I was in my early thirties when he told me this, at the end of some blood samples and tests the insurance company took to qualify me and me (then) business partners who needed life insurance as part of our shareholders’ agreement. It seemed very remote at that time, the idea of disease and death. I hadn’t really known anyone outside of my grandparents who had died, although my father had MS and would pass away only a couple of years later.
To be honest, I don’t know if the “dropping off like flies” comment referred to people in their fifties or sixties, but it doesn’t really matter – I have noticed more and more of my acquaintances and people I know indirectly through them succumbing to various maladies, with breast cancer being one of the most common. I know several people who have either died from or survived lung cancer, and prostate cancer.
All of this has me very focused on my own health and fitness and that of my kids, and things like healthy eating; I don’t want to wait until I get some kind of diagnosis to start getting enough vitamins and fibre, and so on. Having crossed the age 50 line, I’ve also got a colonoscopy scheduled for the spring (and please use this reminder to schedule one for yourself if you’re over age 50, or younger if cancer runs in your family). My friend Gary Gallon, the environmentalist, died of cancer that started in the colon; he was the picture of good health when he was first diagnosed, and was a champion swimmer in his age group. Feeling healthy, he neglected to get a colonoscopy and succumbed to a cancer that could have perhaps been detected at the polyp stage.

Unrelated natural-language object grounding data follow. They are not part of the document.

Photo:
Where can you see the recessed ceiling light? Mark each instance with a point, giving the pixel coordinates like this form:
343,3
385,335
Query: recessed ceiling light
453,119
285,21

So, I’m doing the usual common sense things like buying vitamin supplements, eating more salad, whole grain cereals, avoiding a lot of fried items, cutting down on fast food, popping wild salmon fish oil capsules and so on. I still have a long way to go in eating better, but it’s a start.

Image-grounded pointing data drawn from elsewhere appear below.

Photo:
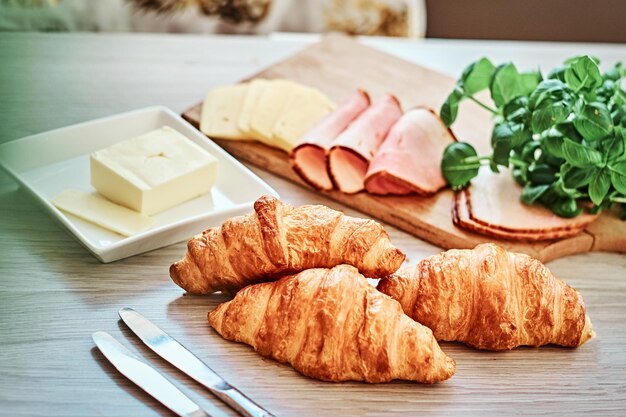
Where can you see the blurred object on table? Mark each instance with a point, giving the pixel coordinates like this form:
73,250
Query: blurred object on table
404,18
541,20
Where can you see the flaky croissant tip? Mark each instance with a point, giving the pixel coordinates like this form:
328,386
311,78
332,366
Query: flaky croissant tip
587,332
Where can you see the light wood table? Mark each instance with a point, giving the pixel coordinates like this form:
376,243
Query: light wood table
54,294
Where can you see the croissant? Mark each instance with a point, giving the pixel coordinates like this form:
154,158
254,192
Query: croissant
332,325
491,299
278,239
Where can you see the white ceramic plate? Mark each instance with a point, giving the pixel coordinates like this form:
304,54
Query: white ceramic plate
51,162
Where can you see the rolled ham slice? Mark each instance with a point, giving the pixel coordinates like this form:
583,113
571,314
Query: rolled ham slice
409,160
494,200
492,206
462,219
354,148
308,158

However, one thing that really frustrates me is the presence of so many toxic compounds in our diet that are difficult to avoid. Last week I posted a blog entry on “seven food items that should never pass your lips” that included some items about which I’d previously been unaware (in terms of being toxic). The list included potatoes, which I eat all the time in crock pot stews and curries. Apparently one must buy organically-grown potatoes as peeling the skins is not enough – the pesticides etc. used by farmers are absorbed deep into the meat of a potato, and farmers who grow them often won’t eat their own product because they see the chemical hazard with their own eyes. (Many grow chemical-free potatoes in separate garden patches for their own families.) That item was a revelation and I felt quite angry, having served regular potatoes to my kids all of their lives. It bothers me that our government isn’t doing more to protect us from these kinds of dangers, and that through our taxes we’ll be footing the bill for a generation or longer as people contract cancer from such sources. So much for prevention.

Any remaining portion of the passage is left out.